Here’s a bombshell: we don’t need to keep the original order of our wordlist! Let’s start by sorting the words by their length (longest first).
sorted_wordlist = sorted(matching_wordlist, key = lambda s: len(s) * -1 )
It might not look obvious, but now that we’re working with a sorted list, we can run our sentence comparisons much more quickly. Here are the facts about sorted_wordlist:
- The first word will always be greater or equal in length to the second word,
- The second word will always longer or as long as the third
- There’s power in that knowledge
Finally Getting Anagrams
Let’s finally get to an okay solution. For this case let’s solve for all anagrams up to three words.
The above gist is a rough-but-working example of finding one-, two-, and three-word anagrams from a jumbled_letters variable. It’s quite long, but really it’s only using the two things we introduced here; NLTK and frequency distribution. Looking closer, you’ll see that the nested while loops are basically do the same thing:
- Get the next word in the sorted_wordlist
- If the word has the exact same letters as the remaining letters, you’ve found an anagram!
- If the word fits into some of the remaining letters in our jumble, remove the word from the remaining letters and start again at step #1 with the remaining letters.
This process repeats for every word in the list, but stops if it doesn’t find an anagram after it finds three fitting words. This means we will only get a three word anagram at most.

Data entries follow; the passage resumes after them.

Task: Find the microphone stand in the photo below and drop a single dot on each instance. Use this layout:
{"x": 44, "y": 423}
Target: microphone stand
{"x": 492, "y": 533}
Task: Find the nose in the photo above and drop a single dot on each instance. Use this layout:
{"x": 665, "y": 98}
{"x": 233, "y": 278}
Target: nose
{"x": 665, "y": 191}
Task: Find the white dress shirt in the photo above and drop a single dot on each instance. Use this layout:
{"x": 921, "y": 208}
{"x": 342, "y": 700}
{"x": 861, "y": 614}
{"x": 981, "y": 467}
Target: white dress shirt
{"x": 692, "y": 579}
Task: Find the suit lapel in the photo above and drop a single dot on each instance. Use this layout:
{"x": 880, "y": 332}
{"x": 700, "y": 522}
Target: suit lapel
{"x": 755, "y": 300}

The sharper eyed among you will notice that, in order to save on iterations, we take advantage of the sorted wordlist by not going back and repeating the comparison for every word. The reason? Well, comparing the frequency distribution of two words is a very expensive process, so minimizing the number of times it is done is essential. We can solve this with a bit common sense:
Two words, each six letters long, cannot be an anagram of an 11-letter jumble.
– Common Sense
This is why we sorted our words by length, longest first, once we found a word that fits, all previous words that we checked are either 1.) the same length but with an unfit letter distribution, or 2.) too long, which automatically disqualifies them. This vastly improves the speed of our program, because we’re never comparing the same word combination twice, and we’re also never wasting our time with words combos that are clearly too long to be an anagram.
After all the anagrams are found, they’re written to a csv (comma-separated value) file in the same location as the py file, with a filename matching whatever anagram jumble you put in it.
For example: ‘andrewtremblay_anagrams.csv’ looks like this:
Perfect for sorting! Excel and Google Sheets will both support this filetype.
Take the script for a spin and see if there’s any improvements you can make. I can think of two just by looking at the csv example I pasted.
So What’s Next?
This tutorial code could greatly be cleaned up in a number of ways, and will be handled in the next tutorial. But here’s a few more things to think about before then:
When people usually point anagrams out, they’re actually talking about aptagrams, which are anagrams that might have a poignant meaning to them about the original phrase. As another example, “astronomers” is an anagram/aptagram for “moon starers“. How could we use language analysis to filter our nonsense anagrams and find these kinds of statements? The answer lies inside the Natural Language Toolkit.
What if you want to prefilter for specific words, like have ‘an’, or ‘and’ in all the anagrams?
What if you want to try anagrams using a different corpus, like finding anagrams that only use Shakespearean words, for example? Well, all you have to do is import that corpus or write your own. See the NLTK site for a list of corpora and how to download them.